I am a dedicated runner and until I figured out the appropriate shoes, socks, and bodyglide to apply, I would get bad blisters on two of my toes that rubbed together, the infamous "runner's toe". The blisters grew under the toenail, dislodged it from the nail matrix, and went black from the blood built up in them. Eventually, one and than the other nail grew loose. Eventually, when I picked at them, they peeled clean off, with brand new nails underneath. It was surprisingly not very painful.
posted by fortitude25 at 3:56 PM on April 18


I totally destroyed my nail long ago, what remained was removed and I needed 11 stitches on the nailbed... it took three months to grow out enough to safely not wear a bandaid for padding over it, and six to be a normal length.

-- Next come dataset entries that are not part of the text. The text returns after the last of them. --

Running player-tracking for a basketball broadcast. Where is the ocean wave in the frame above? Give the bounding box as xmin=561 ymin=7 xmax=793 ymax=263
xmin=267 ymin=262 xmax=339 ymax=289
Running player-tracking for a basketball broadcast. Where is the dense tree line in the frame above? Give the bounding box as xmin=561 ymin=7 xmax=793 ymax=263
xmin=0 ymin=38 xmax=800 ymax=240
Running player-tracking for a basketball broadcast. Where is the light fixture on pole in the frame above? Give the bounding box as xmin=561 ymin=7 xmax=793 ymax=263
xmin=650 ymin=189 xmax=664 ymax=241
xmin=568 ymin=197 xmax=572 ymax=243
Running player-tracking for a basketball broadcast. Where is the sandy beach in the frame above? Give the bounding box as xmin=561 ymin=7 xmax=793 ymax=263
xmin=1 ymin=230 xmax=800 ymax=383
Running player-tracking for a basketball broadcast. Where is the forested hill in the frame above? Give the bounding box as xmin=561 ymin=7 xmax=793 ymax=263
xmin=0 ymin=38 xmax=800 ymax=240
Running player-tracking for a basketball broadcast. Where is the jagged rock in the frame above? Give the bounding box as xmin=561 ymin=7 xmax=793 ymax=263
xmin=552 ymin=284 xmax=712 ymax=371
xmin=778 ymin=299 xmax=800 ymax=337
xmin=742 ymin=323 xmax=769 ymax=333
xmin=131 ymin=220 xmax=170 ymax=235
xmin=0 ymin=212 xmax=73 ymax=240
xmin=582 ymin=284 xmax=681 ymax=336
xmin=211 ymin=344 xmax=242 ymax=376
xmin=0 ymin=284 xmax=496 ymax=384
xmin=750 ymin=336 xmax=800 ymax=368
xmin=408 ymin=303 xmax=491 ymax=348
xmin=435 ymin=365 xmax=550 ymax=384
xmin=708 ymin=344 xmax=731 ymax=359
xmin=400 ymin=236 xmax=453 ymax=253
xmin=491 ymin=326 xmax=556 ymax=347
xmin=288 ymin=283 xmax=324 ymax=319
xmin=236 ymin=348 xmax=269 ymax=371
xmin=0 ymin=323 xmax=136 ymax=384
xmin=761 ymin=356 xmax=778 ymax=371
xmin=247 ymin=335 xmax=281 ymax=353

Even though I was warned it might not grow out normally, it did.
Your odds are good, especially if it doesn't get infected, and you treat it gently and give it protected time to heal.
posted by stormyteal at 8:00 PM on April 18


I lost an entire fingernail as a child with an additional deep gash to the matrix. The nail grew back over the next 4-6 months but the damage to the matrix is reflected in the shape of the white of my nail--it has an indent and the white part has an exact matching "outdent."
posted by MagnificentVacuum at 10:59 PM on April 19


I smashed my thumb in a car door from just above the joint to the end of the thumb and tore the matrix. The hand specialist had to take off the nail, sew the matrix together and stick the nail back on (technically in) my thumbnail. The nail popped off a few months later and my thumb was naked for a couple months. Thankfully, the new nail grew back just fine.

The doctor was pretty clear that unless he did that procedure, the nail would grow kind of split in two where the matrix was torn. If you've not seen a hand specialist, I'd make an effort to get an appointment with one (not an orthopedist - a hand specialist). Best of luck.